When speaking with fellow team members, many factors come into play. One is that the speaking side’s word choice, tone, body language, and even facial expression can influence the receiver’s perception of what is being stated. Let’s take the phrase, “I’m doing great today” as an example. Without context, the phrase is simply a statement. Say it with a frown, and it becomes a sarcastic statement. Say it with a slow, tired voice, and it could easily be considered irony. While these two examples are extremes, they help to prove the point that it is not always what is being stated, but how it is being stated.
Expounding on how a given statement is positioned, let us imagine that every day you arrive at our place of employment, every day you ask the same peer, “How’s your day going?” and every day that peer answers with, “As good as it can.” While the statement itself is not very clear, the tone of voice, the energy used to state the phrase, and the body language of the peer are all context clues as to the true meaning of the phrase.
As we get familiar with our peers, we can gain insight into their personalities, mannerisms, typical behaviors, and average attitudes. Thus, when communicating with our peers, we gain insight into the meaning behind the phrase. However, this path of contextual knowledge and interpretation can take a large amount of both time and effort.

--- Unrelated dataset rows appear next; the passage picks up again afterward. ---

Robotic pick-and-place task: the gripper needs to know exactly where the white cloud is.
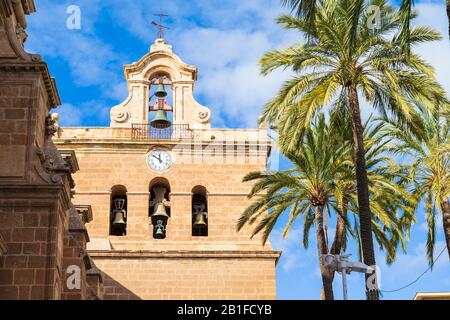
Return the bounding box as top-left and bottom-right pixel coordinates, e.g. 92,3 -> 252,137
55,103 -> 83,127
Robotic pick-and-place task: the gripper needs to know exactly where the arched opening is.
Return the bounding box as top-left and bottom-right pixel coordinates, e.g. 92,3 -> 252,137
148,178 -> 170,240
192,186 -> 208,237
109,185 -> 128,237
148,72 -> 174,133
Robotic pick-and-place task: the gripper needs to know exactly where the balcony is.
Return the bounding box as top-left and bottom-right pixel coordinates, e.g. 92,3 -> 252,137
131,123 -> 195,140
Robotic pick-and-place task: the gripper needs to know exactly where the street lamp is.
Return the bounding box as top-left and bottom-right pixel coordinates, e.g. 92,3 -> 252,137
322,254 -> 375,300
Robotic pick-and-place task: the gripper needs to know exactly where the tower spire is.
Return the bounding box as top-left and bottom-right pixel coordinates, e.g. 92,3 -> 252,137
152,13 -> 170,39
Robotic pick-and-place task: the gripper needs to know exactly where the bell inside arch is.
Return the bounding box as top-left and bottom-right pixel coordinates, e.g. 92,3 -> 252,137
150,110 -> 172,129
155,82 -> 167,98
113,210 -> 126,227
193,212 -> 207,229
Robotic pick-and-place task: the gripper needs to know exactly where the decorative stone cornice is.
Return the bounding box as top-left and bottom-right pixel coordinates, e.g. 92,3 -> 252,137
0,61 -> 61,110
75,205 -> 93,224
59,150 -> 80,174
0,0 -> 40,61
89,250 -> 282,262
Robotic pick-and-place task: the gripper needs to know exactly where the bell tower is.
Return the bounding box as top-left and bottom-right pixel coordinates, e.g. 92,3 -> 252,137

In my opinion, needing to gain intimate knowledge of an individual’s particulars is, in general, a waste of effort. I am not saying that you should not get to know your peers. I think you should. But when it comes to explaining abstract ideas, concepts outside of areas of expertise, or even humor, being precise and clear about the stated subject matter eliminates misunderstandings. I am not the only one who has made a statement only to be misinterpreted, and it causing issues down the road. Being clear prevents repeated effort and the need to start over on whatever the given subject or discussion is.
In the end it is important to remember that when we communicate with the people we spend upwards of one-third of our daily lives with, we need to try our best to be clear, precise, and as well-mannered as possible.